The age distribution was 20.3% under the age of 18, 7.1% from 18 to 24, 24.0% from 25 to 44, 28.7% from 45 to 64, and 19.9% 65 or older. The median age was 44.3 years. For every 100 females, there were 93.8 males. For every 100 females age 18 and over, there were 97.0 males.

The median household income was $35,750 and the median family income was $44,926. Males had a median income of $37,156 versus $30,917 for females. The per capita income for the city was $16,308. About 15.9% of families and 20.1% of the population were below the poverty line, including 21.5% of those under age 18 and 13.0% of those age 65 or over.

===2000 census===
At the 2000 census, there were 2,344 people, 976 households, and 696 families living in the city. The population density was 373.1 PD/sqmi. There were 1,090 housing units at an average density of 173.5 /sqmi. The racial makeup of the city was 75.26% White, 23.12% Black or African American, 0.43% Native American, 0.34% Asian, 0.17% from other races, and 0.68% from two or more races. 0.47% of the population were Hispanic or Latino of any race.

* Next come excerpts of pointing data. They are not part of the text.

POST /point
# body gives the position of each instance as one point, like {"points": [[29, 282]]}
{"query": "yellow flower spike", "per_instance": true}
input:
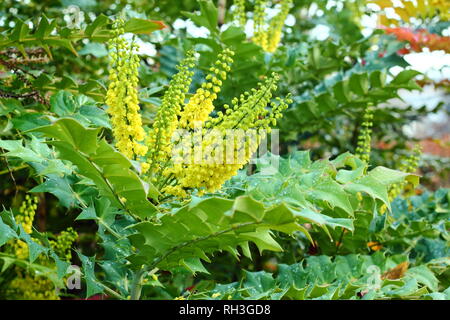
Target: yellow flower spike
{"points": [[166, 120], [364, 138], [122, 95], [239, 12], [268, 37], [201, 104], [209, 176], [25, 218], [260, 34]]}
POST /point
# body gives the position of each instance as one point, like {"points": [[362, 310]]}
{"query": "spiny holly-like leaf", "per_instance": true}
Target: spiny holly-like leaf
{"points": [[98, 161], [207, 226], [48, 34], [321, 277]]}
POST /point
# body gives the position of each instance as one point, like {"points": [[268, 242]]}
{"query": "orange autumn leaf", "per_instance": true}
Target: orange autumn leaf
{"points": [[374, 245]]}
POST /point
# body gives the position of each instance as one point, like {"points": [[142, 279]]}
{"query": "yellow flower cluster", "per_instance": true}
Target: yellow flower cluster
{"points": [[239, 12], [166, 119], [364, 138], [27, 287], [200, 105], [63, 243], [25, 218], [229, 140], [269, 37], [122, 95]]}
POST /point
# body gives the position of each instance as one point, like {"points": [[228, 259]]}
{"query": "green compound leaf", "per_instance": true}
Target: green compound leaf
{"points": [[207, 226], [97, 160]]}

Of the 976 households 24.6% had children under the age of 18 living with them, 50.3% were married couples living together, 16.7% had a female householder with no husband present, and 28.6% were non-families. 25.7% of households were one person and 14.0% were one person aged 65 or older. The average household size was 2.40 and the average family size was 2.85.

The age distribution was 20.9% under the age of 18, 8.2% from 18 to 24, 25.0% from 25 to 44, 25.4% from 45 to 64, and 20.4% 65 or older. The median age was 42 years. For every 100 females, there were 86.2 males. For every 100 females age 18 and over, there were 83.0 males.

The median household income was $30,994 and the median family income was $35,938. Males had a median income of $30,692 versus $25,446 for females. The per capita income for the city was $16,328. About 8.2% of families and 11.3% of the population were below the poverty line, including 16.5% of those under age 18 and 13.2% of those age 65 or over.